В Москве тогда так же, как и у них в городе, повсюду висели красные цифры «518» и «1040». Страна готовилась к XVII съезду партии. Лозунгом было: «Построить 518 заводов и 1040 машинно-тракторных станций». Предприятия брали обязательства закончить первую пятилетку в четыре года, к 26 января 1934 года, ко дню открытия съезда.
В Москве, кроме цифр «518» и «1040», на строительных лесах и на стенах домов алел призыв: «Комсомольцы метро! Включайтесь в поход XVII партсъезда!» На плакате было изображено Красное знамя. Его несли два парня в метростроевской одежде. Они шагали высоко над тоннелем метро. Под ними мчался вагон с надписью: «Метрами высококачественного тоннеля дадим пролетарской столице лучшее в мире метро!»
Как сказал тогда же на экскурсии ей, Шуре Токаревой, ее товарищ по ФЗУ Павел Лаврушин, в Москве начал выходить журнал «Сорена», что означало «Социалистическая реконструкция и наука». Авторы журнала поддерживали требование Серго Орджоникидзе планировать науку.
После возвращения с экскурсии в Москву Павел стал постоянно носить в карманах пальто и брюк вырванные из «Сорены» страницы и перечитывал их, близко поднося к лицу — у него уже тогда было слабое зрение.
— Повернуть науку к интересам производства! — говорил Павел.
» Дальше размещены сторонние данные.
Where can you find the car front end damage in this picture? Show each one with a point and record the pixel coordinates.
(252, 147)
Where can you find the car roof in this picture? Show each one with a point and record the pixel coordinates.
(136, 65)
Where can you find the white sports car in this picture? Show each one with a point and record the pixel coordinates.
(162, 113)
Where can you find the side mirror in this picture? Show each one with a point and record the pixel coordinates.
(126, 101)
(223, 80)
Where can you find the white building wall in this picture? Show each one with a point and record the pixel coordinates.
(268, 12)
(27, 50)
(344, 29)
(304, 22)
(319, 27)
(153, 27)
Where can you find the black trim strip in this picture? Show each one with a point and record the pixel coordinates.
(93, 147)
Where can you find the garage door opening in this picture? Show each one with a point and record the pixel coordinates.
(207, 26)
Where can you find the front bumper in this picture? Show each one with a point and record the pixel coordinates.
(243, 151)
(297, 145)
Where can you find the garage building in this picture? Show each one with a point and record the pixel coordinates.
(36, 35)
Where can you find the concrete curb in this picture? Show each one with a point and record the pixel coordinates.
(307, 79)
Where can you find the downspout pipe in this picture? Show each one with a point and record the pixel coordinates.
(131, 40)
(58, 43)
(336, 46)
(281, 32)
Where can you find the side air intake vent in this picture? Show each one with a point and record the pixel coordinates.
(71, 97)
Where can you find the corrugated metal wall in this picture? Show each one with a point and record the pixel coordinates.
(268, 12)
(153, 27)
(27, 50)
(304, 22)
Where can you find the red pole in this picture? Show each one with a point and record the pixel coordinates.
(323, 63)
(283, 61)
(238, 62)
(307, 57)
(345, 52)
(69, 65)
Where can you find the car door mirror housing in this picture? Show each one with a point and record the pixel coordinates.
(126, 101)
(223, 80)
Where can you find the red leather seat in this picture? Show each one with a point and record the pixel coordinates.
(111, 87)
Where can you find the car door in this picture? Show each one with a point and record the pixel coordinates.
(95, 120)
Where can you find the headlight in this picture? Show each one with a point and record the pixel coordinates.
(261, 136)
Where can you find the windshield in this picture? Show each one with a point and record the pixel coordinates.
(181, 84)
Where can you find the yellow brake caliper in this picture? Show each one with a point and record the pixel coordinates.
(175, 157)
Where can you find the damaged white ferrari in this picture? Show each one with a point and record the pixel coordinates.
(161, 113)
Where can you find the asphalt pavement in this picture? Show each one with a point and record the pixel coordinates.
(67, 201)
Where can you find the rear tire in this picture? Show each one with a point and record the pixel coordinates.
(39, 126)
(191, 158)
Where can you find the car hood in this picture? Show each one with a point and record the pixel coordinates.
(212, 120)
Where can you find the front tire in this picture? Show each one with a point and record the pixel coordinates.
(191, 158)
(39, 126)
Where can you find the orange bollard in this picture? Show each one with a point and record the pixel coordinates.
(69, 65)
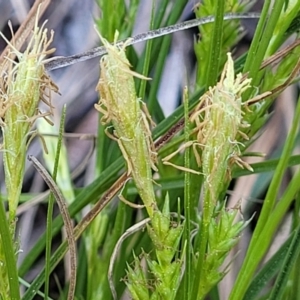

Фразы его были похожи на формулы, которые полагается запомнить.
Научно-исследовательские институты создавались на базе предприятий. И многие только что построенные предприятия — их светлые просторные цехи с покрытыми лаком станками обтекаемой формы — казались и кадровым рабочим, и молодежи похожими на научно-исследовательские институты.
В областном центре одновременно с реконструкцией большого завода — главного шефа городских ФЗУ — начали строить новое предприятие. Шура вместе с другими фабзавучниками приходила к строителям на субботник. Расчищали площадку под токарно-автоматный цех. Завод проектировала заграничная фирма, кажется немецко-итальянская. Иностранные инженеры ходили, как врачи, в белых халатах. Они улыбались, глядя на местных «фрейлейн» и «синьорин», не употреблявших никакой косметики и прыгавших по-мальчишески через ящики и канавы. Свои белые халаты иностранцы не пачкали. «Фрейлейн» и «синьорин» охотно приветствовали поднятыми вверх кулаками: «Рот фронт!»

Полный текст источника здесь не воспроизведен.